Olivier Assayas, regista francese formatosi, al pari dei suoi illustri predecessori della Nouvelle vague, come critico cinematografico sulle pagine dei “Cahiers du Cinéma”, firma nel 1986 Il disordine, suo primo lungometraggio realizzato dopo le esperienze come sceneggiatore (spesso per André Téchiné) e direttore di vari cortometraggi.
Il film è disponibile sulla piattaforma Mubi, nella quale, dello stesso regista, è in catalogo anche Ore d’estate.
Il disordine. La trama
In una notte buia e piovosa, Yvan (Wadeck Stanczak), Anne (Ann-Gisel Glass) e Henri (Lucas Belvaux) tentano un furto in un negozio di musica allo scopo di procurarsi gli strumenti musicali necessari per la band di cui fanno parte. Sfortunatamente, durante la rapina, il proprietario del negozio che li scopre e tenta di fermarli, viene ucciso. Anne, in preda al panico, si dà alla fuga a piedi, seguita dagli altri due in macchina.
I ragazzi, che non verranno scoperti, si riuniscono così ai restanti componenti della band in procinto di partire per l’Inghilterra e incidere il loro primo disco. Tuttavia, nonostante Yvan, Henri e Anne cerchino di non far trapelare il drammatico esito della fallita rapina, gli altri componenti del gruppo ne vengono a conoscenza. Iniziano così a crearsi, all’interno della band, tensioni sempre più crescenti, con conseguenze drammatiche e dolorose.

Disordine come malessere interiore
Il disordine del titolo è una condizione di caos e malessere soprattutto interiore, di un mondo, quello giovanile delle periferie delle grandi città, che Assayas decide di raccontare e che riprenderà, qualche anno dopo, in quello che è considerato il suo film più importante: L’eau froide.

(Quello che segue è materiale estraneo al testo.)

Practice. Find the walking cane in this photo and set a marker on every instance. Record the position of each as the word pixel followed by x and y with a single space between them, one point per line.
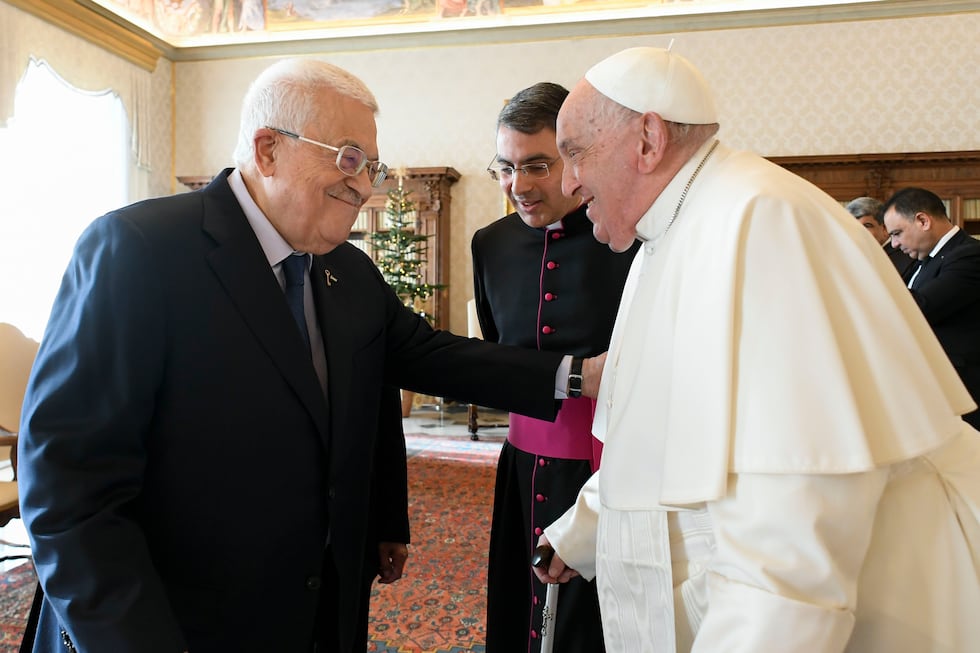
pixel 549 614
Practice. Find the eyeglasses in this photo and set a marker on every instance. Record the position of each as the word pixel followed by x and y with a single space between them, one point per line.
pixel 532 170
pixel 350 160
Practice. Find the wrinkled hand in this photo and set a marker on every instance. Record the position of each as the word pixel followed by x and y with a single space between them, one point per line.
pixel 592 374
pixel 391 561
pixel 557 571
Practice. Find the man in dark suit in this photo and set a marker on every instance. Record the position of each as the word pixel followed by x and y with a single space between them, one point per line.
pixel 541 281
pixel 868 212
pixel 199 435
pixel 946 283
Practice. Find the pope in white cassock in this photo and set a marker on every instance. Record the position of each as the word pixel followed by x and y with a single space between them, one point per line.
pixel 785 468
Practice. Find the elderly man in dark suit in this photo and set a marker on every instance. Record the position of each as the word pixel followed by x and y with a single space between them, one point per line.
pixel 199 435
pixel 946 282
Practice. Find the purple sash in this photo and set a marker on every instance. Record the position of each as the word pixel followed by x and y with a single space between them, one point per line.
pixel 569 436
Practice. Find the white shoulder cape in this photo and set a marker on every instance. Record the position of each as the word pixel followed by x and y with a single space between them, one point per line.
pixel 766 332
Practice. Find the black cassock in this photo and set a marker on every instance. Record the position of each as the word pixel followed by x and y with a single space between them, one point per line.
pixel 557 290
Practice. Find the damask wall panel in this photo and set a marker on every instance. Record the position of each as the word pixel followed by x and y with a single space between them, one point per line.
pixel 836 88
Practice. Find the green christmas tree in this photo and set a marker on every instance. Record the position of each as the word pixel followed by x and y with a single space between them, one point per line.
pixel 400 252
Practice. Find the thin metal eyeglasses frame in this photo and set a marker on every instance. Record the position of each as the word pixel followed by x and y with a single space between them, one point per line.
pixel 497 174
pixel 377 171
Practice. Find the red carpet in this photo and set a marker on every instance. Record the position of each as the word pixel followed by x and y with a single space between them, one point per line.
pixel 16 592
pixel 439 605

Come in quest’ultima opera, anche ne Il disordine il regista parigino, figlio d’arte (il padre, Jacques Remy, è stato a sua volta sceneggiatore di numerosi film), unisce l’interesse per il disagio giovanile, i rapporti umani complessi e destabilizzanti soprattutto dal punto di vista sentimentale, e la musica rock (altra sua grande passione).
Ma, se nel citato L’eau froide, il risultato finale è quello di una pellicola che denota maturità autoriale, Il disordine appare come un’opera prima ancora acerba in cui predominano toni manieristici con dialoghi, spesso, poco pregnanti.
Tuttavia, per i temi sviluppati, per la capacità di utilizzare la macchina da presa costantemente addosso ai personaggi e per la fotografia di Denis Lenoir che, con i suoi colori lividi rende bene la condizione di perenne sofferenza delle varie figure umane descritte, il film di Assayas rimane interessante e meritevole di una visione, soprattutto per potersi approcciare alla filmografia successiva di questo regista che, non a caso, è stato definito come diretto discendente della Nouvelle vague.